GSA-SNP and i-GSEA4GWAS
The GO database was downloaded from the Gene Ontology Consortium (12,902 terms) [11], and the KEGG pathway database was downloaded from the KEGG (311 terms) [12].
For both databases, only the gene sets having 10-200 member genes were used (3534 GO and 211 KEGG terms). For both GSA-SNP and i-GSEA4GWAS, 20-kb padding was added to both ends of each gene. Usually, these methods, like i-GSEA4GWAS, pick up the best p-value and assign it to the encompassing gene. On the contrary, GSA-SNP allows one to choose different schemes for assigning the SNP p-values to each gene: either the best or the second best p-value within the gene boundary. Choosing the second best p-value has been recommended, as it may reduce the false positive associations with little loss of sensitivity [4].
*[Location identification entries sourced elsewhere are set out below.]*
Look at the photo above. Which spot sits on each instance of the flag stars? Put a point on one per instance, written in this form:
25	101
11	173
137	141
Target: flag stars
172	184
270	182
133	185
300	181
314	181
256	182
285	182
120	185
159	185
For GSA-SNP, we downloaded the standalone program (as of Jan. 2011) and executed it locally. For i-GSEA4GWAS, we used the web server version by uploading the SNP p-values. GSA-SNP allows several approaches of evaluating gene set significance. While other approaches require p-values from permutation tests, Z-standardization requires no permuted p-values. The score of a gene is defined as -log of the p-value assigned to the gene. For each gene set, the scores of its member genes are averaged, and the Z-statistics of these scores are used to estimate the significance under the assumption of a normal distribution. The effect of multiple testing is corrected by the false discovery rate (FDR) method [13]. On the other hand, i-GSEA4GWAS compares the distribution of the member gene scores of a gene set to all the genes using K-S statistics and corrects the multiple testing effect using FDR that is based on SNP permutation tests. Variation in the number of member genes among gene sets is taken care of by multiplying a ratio of 'highly significant' genes in a gene set relative to those among all genes. Here, the 'highly significant' genes are defined as the genes that map with at least one of the top 5% of all SNPs in the dataset.